Personalized Embodied Navigation for Portable Object Finding

arXiv cs.RO / 4/22/2026

💬 OpinionDeveloper Stack & InfrastructureModels & Research

Key Points

  • The paper studies embodied navigation in dynamic settings where the target is a non-stationary portable object moved by human activity rather than a fixed landmark.
  • It formalizes portable object finding as a personalized habit learning problem and proposes two Transit-Aware Planning (TAP) methods that incorporate target object path information into navigation policies.
  • TAP improves performance by encouraging the agent to synchronize its travel route with the typical target routes learned from transit patterns.
  • Evaluations on Dynamic Object Maps (DOMs) and both simulation and real-world tests show sizable gains, including a 21.1% success improvement in MP3D simulation for non-stationary targets and an 18.3% average improvement across real-world transit scenarios.
  • The authors also describe a real-to-sim pipeline to let other researchers generate TAP-relevant simulations from their own physical environments, supporting further research in this area.

Abstract

Embodied navigation methods commonly operate in static environments with stationary objects.
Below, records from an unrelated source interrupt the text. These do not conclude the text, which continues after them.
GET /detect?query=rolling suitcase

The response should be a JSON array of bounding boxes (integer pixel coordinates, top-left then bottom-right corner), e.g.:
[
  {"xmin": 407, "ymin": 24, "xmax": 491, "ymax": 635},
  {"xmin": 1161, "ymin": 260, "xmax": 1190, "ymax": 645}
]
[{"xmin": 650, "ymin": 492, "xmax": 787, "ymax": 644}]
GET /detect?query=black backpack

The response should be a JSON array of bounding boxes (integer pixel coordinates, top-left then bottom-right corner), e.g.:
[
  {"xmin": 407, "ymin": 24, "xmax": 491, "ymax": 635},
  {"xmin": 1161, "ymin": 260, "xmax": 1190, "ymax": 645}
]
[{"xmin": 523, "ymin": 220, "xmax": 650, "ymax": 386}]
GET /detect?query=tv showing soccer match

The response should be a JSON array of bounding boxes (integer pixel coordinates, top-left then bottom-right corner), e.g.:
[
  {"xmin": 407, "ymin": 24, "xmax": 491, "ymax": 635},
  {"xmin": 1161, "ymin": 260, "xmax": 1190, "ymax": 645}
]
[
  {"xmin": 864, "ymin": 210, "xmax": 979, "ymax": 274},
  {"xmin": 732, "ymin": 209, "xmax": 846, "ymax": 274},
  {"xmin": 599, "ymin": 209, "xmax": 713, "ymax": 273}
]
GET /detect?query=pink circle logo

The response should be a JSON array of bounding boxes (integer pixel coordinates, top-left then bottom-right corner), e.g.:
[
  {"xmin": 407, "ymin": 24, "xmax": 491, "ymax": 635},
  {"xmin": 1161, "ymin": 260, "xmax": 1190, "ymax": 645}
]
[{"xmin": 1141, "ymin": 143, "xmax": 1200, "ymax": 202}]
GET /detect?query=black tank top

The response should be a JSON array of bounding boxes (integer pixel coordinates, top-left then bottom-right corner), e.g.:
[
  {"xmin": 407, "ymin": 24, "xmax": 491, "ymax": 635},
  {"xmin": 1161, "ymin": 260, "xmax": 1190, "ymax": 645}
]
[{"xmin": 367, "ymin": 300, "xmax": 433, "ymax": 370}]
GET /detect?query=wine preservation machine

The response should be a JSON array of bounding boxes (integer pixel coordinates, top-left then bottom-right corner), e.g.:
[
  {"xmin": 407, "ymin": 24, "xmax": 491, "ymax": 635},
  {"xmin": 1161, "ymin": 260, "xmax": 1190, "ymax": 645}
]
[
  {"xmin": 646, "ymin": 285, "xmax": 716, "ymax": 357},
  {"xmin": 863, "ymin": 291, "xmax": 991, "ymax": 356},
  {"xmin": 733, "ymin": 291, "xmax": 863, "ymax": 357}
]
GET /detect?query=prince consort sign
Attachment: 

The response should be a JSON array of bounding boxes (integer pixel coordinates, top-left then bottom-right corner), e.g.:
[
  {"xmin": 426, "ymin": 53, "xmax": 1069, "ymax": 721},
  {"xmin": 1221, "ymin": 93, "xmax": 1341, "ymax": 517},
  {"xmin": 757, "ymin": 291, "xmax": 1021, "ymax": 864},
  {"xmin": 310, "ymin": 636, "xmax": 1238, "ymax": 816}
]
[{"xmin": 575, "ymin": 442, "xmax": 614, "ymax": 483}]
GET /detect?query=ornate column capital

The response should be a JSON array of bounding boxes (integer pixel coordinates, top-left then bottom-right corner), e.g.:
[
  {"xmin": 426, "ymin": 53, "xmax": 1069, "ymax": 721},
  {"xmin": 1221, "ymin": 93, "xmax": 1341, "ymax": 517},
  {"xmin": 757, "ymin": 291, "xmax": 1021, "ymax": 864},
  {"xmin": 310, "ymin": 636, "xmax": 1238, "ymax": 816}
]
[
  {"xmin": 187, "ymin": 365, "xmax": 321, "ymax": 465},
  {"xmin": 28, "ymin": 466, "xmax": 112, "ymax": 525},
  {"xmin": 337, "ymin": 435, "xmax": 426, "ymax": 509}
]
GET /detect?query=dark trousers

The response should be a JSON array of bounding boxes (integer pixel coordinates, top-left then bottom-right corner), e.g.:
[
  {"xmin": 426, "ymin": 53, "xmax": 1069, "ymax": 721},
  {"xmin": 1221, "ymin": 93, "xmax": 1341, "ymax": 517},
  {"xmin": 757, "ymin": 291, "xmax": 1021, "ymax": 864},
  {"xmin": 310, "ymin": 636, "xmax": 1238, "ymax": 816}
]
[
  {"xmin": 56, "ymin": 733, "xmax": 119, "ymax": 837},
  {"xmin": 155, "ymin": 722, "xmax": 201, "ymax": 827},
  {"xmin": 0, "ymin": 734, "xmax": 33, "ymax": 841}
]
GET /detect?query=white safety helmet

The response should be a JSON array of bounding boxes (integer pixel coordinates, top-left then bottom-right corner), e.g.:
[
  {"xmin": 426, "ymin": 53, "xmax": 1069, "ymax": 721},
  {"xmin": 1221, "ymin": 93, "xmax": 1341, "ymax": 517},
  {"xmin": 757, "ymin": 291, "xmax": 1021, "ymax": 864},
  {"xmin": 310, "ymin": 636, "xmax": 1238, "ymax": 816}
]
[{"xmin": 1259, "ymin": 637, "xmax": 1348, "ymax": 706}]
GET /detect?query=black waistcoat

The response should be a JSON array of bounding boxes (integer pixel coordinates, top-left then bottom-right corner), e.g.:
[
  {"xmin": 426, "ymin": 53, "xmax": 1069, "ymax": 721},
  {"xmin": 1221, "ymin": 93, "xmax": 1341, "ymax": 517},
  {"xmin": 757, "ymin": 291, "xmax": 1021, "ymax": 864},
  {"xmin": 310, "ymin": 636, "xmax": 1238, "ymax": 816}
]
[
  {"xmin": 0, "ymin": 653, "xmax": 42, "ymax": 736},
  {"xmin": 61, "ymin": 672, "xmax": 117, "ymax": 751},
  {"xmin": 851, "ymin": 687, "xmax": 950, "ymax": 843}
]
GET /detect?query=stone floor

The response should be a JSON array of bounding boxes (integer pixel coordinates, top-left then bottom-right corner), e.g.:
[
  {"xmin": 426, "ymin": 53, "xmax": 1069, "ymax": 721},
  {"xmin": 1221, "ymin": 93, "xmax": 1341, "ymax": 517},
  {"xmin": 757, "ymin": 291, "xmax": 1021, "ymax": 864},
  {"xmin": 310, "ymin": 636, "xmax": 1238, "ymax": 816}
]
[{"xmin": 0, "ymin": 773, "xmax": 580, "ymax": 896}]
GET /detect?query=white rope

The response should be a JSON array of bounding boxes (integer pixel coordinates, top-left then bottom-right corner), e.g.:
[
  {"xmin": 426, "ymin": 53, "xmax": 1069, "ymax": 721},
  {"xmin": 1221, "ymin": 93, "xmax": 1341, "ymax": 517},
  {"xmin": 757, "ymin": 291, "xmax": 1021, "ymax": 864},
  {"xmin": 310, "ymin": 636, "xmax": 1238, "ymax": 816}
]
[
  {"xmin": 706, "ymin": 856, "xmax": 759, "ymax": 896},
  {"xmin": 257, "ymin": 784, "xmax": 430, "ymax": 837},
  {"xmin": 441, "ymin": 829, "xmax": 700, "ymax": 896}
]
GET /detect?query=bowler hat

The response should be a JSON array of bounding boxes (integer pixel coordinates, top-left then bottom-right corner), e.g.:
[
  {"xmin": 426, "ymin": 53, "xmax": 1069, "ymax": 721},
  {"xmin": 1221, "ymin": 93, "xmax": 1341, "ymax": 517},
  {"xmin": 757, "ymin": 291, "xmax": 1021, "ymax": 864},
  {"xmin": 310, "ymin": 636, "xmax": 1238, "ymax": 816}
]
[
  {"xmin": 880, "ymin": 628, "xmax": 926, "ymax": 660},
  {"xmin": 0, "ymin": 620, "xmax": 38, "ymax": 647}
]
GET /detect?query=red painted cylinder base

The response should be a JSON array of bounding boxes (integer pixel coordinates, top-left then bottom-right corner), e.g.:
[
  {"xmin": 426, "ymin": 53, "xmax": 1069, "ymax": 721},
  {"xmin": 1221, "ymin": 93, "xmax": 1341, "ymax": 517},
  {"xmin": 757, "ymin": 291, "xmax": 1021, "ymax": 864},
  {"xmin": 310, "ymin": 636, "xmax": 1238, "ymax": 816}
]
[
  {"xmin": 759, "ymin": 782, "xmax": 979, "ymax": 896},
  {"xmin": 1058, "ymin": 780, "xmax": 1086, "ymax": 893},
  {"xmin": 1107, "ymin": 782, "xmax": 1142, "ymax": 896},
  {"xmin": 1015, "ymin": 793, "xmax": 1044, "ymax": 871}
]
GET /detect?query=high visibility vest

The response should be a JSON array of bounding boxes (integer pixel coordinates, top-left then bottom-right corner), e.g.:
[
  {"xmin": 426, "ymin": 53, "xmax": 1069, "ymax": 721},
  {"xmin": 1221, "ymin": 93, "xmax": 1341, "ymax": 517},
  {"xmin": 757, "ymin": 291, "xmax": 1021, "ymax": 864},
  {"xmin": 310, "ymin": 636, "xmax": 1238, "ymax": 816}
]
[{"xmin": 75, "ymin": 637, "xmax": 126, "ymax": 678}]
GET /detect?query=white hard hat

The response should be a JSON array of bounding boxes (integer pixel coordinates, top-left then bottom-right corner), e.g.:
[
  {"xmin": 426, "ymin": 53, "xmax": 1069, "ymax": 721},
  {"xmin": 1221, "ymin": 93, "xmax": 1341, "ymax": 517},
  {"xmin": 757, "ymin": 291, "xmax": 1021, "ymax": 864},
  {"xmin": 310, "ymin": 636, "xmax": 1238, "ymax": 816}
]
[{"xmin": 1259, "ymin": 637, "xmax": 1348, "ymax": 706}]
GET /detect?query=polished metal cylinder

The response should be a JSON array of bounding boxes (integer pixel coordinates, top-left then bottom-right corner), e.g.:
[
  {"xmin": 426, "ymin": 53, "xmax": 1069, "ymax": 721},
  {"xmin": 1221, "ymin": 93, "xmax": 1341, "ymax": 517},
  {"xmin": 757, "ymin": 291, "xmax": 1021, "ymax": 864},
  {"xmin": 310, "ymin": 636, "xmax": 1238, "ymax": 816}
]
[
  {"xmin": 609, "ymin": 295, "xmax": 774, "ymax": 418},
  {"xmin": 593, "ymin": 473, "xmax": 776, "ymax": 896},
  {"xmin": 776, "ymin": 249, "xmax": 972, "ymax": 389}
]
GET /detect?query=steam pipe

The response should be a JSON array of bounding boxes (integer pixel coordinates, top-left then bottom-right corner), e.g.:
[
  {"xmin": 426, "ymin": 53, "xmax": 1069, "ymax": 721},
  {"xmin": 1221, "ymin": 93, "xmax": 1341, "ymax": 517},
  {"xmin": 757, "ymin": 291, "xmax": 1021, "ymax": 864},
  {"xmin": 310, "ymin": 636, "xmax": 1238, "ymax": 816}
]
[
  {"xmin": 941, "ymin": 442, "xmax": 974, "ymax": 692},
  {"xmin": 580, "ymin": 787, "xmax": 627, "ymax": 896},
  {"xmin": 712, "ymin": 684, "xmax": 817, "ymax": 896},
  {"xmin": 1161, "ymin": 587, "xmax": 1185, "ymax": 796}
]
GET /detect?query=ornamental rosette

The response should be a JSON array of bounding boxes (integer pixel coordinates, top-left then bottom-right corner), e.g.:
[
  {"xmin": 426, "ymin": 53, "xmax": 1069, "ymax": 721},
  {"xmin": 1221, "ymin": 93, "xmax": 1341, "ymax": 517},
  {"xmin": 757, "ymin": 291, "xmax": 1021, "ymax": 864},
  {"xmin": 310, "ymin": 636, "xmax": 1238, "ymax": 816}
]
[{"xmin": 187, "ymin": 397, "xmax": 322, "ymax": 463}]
In this work, we present approaches for tackling navigation in dynamic scenarios with non-stationary targets. In an indoor environment, we assume that these objects are everyday portable items moved by human intervention. We therefore formalize the problem as a personalized habit learning problem. To learn these habits, we introduce two Transit-Aware Planning (TAP) approaches that enrich embodied navigation policies with object path information. TAP improves performance in portable object finding by rewarding agents that learn to synchronize their routes with target routes. TAPs are evaluated on Dynamic Object Maps (DOMs), a dynamic variant of node-attributed topological graphs with structured object transitions. DOMs mimic human habits to simulate realistic object routes on a graph. We test TAP agents both in simulation as well as the real-world. In the MP3D simulator, TAP improves the success of a vanilla agent by 21.1% in finding non-stationary targets, while also generalizing better from static environments by 44.5% when measured by Relative Change in Success. In the real-world, we note a similar 18.3% increase on average, in multiple transit scenarios. We present qualitative inferences of TAP-agents deployed in the real world, showing them to be especially better at providing personalized assistance by finding targets in positions that they are usually not expected to be in (a toothbrush in a workspace). We also provide details of our real-to-sim pipeline, which allows researchers to generate simulations of their own physical environments for TAP, aiming to foster research in this area.